Dans son ouvrage de “L’Asie Mineure à la Turquie”, Michel Bruneau propose une analyse géographique, sur le temps long, de la composition ethnique de l’espace anatolien.
Carrefour territorial entre le Moyen-Orient, le monde russe et l’Europe, interface terrestre entre deux mers de longtemps sillonnées, la Mer Noire et la Méditerranée, l’Asie Mineure a été le théâtre, durant plusieurs millénaires, de nombreuses invasions, de nombreuses migrations, le siège d’empires puissants et de civilisations millénaires.

Dans un ample premier mouvement, Michel Bruneau décrit les civilisations, les envahisseurs, migrateurs et empires qui se sont succédés depuis la plus antiquité jusqu’au XIXe siècle : des Hittites aux Grecs, en passant par les Romains, les Byzantins, et enfin les Turcs, avec sur les marges du plateau anatolien des influences culturelles et interpénétrations ethniques diverses, kurde, arménienne, juive, perse, arabe… On n’épuise pas ici la diversité des populations qui sont analysées mais un constat s’impose : l’Asie Mineure a toujours constitué un interface majeure entre l’Orient et l’Occident, par lequel sont passées un nombre presque incalculable de populations, qui fut un creuset culturel mais aussi, à de nombreuses époques, un champs de bataille permanent, avec des zones jamais contrôlées par les pouvoirs impériaux successifs.

Cette histoire agitée explique que de nombreux peuples de la région soient à l’origine de diasporas dont le dynamisme est toujours d’actualité et sur ce sujet, l’auteur propose des schémas originaux des trajectoires spatiales et temporelles diasporiques des peuples.

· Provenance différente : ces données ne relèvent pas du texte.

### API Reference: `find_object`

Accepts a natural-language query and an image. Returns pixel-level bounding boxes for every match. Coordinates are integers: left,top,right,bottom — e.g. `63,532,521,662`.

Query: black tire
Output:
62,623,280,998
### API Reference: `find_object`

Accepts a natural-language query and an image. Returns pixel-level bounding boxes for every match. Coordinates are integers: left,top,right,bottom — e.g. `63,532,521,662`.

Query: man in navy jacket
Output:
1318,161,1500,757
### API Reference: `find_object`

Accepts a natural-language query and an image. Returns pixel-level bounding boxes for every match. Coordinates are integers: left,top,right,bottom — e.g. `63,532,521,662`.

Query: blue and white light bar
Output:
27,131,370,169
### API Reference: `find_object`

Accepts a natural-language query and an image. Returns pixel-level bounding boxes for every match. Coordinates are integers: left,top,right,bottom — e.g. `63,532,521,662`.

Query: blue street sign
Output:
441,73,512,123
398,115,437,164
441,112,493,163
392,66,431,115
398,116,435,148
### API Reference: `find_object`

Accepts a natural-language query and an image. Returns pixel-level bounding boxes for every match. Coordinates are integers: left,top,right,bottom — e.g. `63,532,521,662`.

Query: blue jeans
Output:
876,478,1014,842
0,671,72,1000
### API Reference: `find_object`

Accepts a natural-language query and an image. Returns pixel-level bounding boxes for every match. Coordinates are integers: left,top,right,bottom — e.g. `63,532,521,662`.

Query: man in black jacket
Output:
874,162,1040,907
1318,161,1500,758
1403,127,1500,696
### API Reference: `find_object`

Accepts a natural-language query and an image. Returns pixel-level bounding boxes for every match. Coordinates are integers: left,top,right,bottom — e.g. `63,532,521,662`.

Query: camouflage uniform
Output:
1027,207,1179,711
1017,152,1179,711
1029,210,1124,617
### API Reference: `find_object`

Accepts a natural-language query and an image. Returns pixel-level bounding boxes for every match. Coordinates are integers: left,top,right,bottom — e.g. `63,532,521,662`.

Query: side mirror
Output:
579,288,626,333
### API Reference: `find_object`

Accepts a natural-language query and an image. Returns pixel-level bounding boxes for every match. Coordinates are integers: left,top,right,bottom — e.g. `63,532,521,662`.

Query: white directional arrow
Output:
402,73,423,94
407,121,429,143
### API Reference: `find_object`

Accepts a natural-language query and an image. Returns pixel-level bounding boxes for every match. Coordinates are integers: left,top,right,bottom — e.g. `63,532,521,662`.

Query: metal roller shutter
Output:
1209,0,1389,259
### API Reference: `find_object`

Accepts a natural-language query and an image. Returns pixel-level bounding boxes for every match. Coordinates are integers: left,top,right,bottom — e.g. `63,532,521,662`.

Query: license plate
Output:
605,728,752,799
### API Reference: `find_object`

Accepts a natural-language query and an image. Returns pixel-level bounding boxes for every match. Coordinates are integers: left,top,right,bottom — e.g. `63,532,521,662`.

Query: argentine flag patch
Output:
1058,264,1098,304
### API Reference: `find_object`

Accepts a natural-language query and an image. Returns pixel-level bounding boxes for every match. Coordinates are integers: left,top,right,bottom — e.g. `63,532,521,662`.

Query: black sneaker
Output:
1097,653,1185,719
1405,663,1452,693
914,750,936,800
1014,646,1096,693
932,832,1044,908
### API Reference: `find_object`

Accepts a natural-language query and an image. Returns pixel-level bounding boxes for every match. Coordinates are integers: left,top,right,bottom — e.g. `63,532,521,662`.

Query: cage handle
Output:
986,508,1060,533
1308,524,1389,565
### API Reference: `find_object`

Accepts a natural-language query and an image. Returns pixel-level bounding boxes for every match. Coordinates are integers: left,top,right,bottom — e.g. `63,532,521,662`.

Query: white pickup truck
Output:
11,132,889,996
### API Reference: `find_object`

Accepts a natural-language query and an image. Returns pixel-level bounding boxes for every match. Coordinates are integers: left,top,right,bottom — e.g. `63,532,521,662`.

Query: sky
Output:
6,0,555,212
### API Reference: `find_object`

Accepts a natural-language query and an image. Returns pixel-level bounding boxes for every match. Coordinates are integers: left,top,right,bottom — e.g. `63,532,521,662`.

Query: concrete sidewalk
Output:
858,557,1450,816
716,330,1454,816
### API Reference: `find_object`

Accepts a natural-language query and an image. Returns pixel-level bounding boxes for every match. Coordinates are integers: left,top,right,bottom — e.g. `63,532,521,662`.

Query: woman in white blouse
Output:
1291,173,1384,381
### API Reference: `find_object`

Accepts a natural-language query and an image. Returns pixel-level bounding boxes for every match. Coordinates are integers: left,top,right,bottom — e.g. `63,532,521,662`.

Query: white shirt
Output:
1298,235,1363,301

Simultanément, il réalise une analyse territoriale des structures des pouvoirs impériaux, dont la priorité était de tenir cette diversité ethnique pour le moins complexe et agitée. Où l’on constate que jusqu’au XIXe siècle, peu d’évolutions se produisirent, les grands empires se succédant en réinvestissant les structures de leurs prédécesseurs.

Tout change au XIXe siècle avec l’émergence des nationalismes et l’effondrement du géant dont les pieds sont devenus d’argile, l’Empire ottoman. Les guerres balkaniques qui s’étalent sur tout le XIXe et le début du XXe siècle ne cessent d’accroître les haines entre communautés. Simultanément, la modernité de l’Europe de l’Ouest se répand dans ces régions, faites de scientisme et de construction idéologique des états-nations. Cela aboutit, en Asie Mineure, à la mise en place par le pouvoir ottoman puis surtout par celui issu du kémalisme et de la Première Guerre Mondiale, de “l’ingénierie ethnique”, effarante purification ethnique qui se cache sous des apparences de scientificité mais assume son aspect nationaliste : pendant plus de vingt ans, entre 1910 et 1930, les populations ancestralement présentes dans la région mais qui ne sont pas turques et musulmanes sont exterminées ou chassées de chez elle par les procédés les plus barbares, dignes des tyrannies antiques, et ce dans le cadre d’une politique mise en place, suivie et alimentée au plus haut niveau de l’état.

On est tenté de penser que le régime kémaliste et non le régime nazi est le premier à avoir dévoyé jusqu’au génocide les progrès de la science. En effet, non seulement on massacre avec la dernière cruauté, on viole les femmes, on enlève les enfants, on brûle les foyers, on confisque les moyens de subsistance… mais encore, quand l’Anatolie est vidée de ses Grecs, Arméniens, Assyro-chaldéens, on met un soin particulier à éliminer toute trace de leur culture, pour nier l’histoire de ces peuples, s’assurer qu’ils ne pourront jamais plus trouver que de la défiance à leur endroit, étant jugés comme étrangers désormais et n’ayant donc aucun droit de résidence à faire valoir.

Dans une troisième partie, l’auteur nous propose une analyse régionale des implantations des populations anciennes, victimes de l’ingénierie ethnique et qui ont malgré les tentatives d’extermination réussi à survivre en développant des modèles culturels et migratoires originaux, à l’étranger immédiat de la Turquie actuelle ou sous forme de diaspora à travers le Monde.

A l’heure où certains discutent encore d’une adhésion de la Turquie à l’Union Européenne, cet ouvrage permet d’éclairer le problème que pose aux négociateurs la négation par les autorités turques de cette période de l’Histoire. Il est à souhaiter qu’il serve à la réflexion de ceux qui ne voient dans l’Europe qu’un gigantesque marché de consommation et non une communauté de destins ayant décidé de s’unir pour ne pas reproduire les errements du passé. Ce qui passe par un examen critique de la géographie historique des territoires.